Le contrat de travail unique doit bouleverser le marché du travail actuel, que Jean Tirole décrit ainsi au Figaro : "D'un côté les stages, les CDD, les emplois aidés et le chômage. De l'autre, les CDI auxquels une grande partie de la population n'a pas accès." L'économiste français préconise un "contrat de travail unique" pour mettre fin à ce "mauvais système", a-t-il estimé sur i-Télé. Selon lui, il y a "une protection excessive du CDI qui se traduit par une précarisation de tous les autres".
Jean Tirole n'a pas donné de détails, mais une proposition a déjà été faite, en 2011, par l'association nationale des DRH. Europe 1 indiquait alors que le contrat de travail unique serait "sans référence au temps ; il sera, par nature, à durée indéterminée et se substituera à tous les CDI, CDD, contrats de missions, contrats saisonniers, actuellement en vigueur". La radio précisait que "les motifs de rupture seront alors la faute du salarié, la rupture d'un commun accord, ou la fin de l'activité sur laquelle ce salarié avait été affecté.
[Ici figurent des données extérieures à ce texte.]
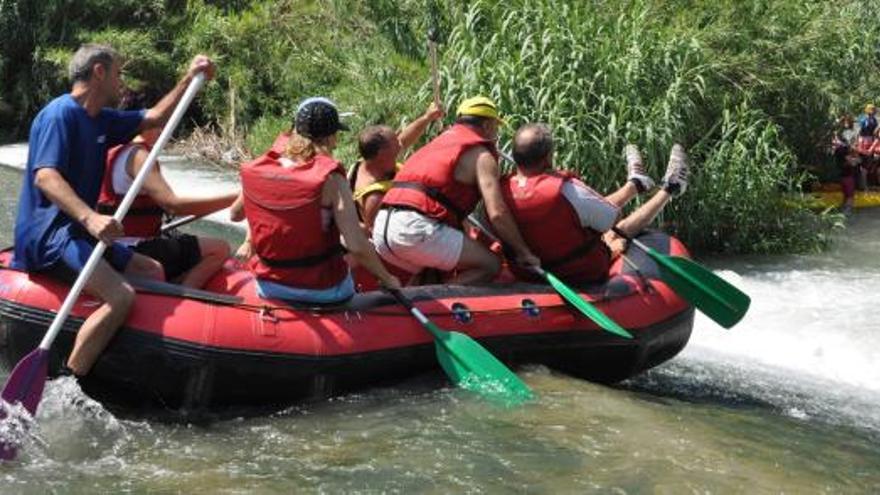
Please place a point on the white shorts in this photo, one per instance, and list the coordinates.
(413, 241)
Ce contrat à durée indéterminée pourrait être rompu assez facilement, du moins au début, la sécurité du salarié se renforçant au fur et à mesure que son ancienneté progresse dans l'entreprise."
Quels sont les effets recherchés ?
Il est censé dynamiser le marché du travail, donner de la flexibilité aux employés, et finalement créer de l'emploi. Manuel Valls en est convaincu. "Ce qui marche, ce qui est efficace, ce qui permet de retrouver de l'emploi, ce qui permet de respecter aussi les gens, personne n'est au chômage par plaisir (...), il faut le faire", a-t-il martelé sur BFMTV.
"Ce type de réforme a un effet très clair sur la productivité et sur la croissance", donc potentiellement sur la création d'emplois à long terme, estimait auprès de La Croix Andrea Bassanini, économiste à l'OCDE, en janvier 2013. Au moment de la reprise de l'activité économique, les entreprises pourront mieux en profiter grâce à cette flexibilité.
Une analyse que ne partage pas l'économiste Liem Hoang Ngoc, ancien secrétaire national adjoint à l'économie au Parti socialiste. "Il n'y a pas de relations entre le degré de protection de l'emploi dans un pays et les performances en matière de croissance et d'emploi", avait-il insisté auprès de Libération, en 2012.
Pour quand est-il prévu ?
Le contrat de travail unique n'est pas pour tout de suite. "Les partenaires sociaux ne l'ont pas adopté", a indiqué le chef du gouvernement sur BFMTV. Ils l'ont, en effet, écarté lors des négociations sur l'emploi en janvier 2013.
Mais les négociations ne sont terminées. "Le dialogue social est la marque de ce quinquennat. Il y a une crise des corps intermédiaires (...). Donc, nous devons les respecter, les conforter. Et les partenaires sociaux peuvent pouvoir avancer", a assuré le Premier ministre.
Toutefois, Manuel Valls ne cache pas sa détermination. "Faisons confiance aux partenaires sociaux", a-t-il lancé. Avant de reconnaître que "oui, nous pouvons être amenés à prendre nos responsabilités".
Pourtant, l'idée a déjà été mise sur la table à plusieurs reprises avant d'être abandonnée. Jean Tirole l'avait déjà formulée en 2003, avec Olivier Blanchard, actuellement chef économiste du Fonds monétaire international (FMI), plutôt classé à gauche. Depuis, le contrat de travail unique ne cesse de revenir dans les débats. Ce fut le cas en 2005, en 2007, lorsque Nicolas Sarkozy l'avait évoqué pendant sa campagne présidentielle, en 2011, ou encore en 2012, lorsqu'il était défendu par la Commission européenne. Reste à voir si Manuel Valls réussira à faire aboutir ce projet.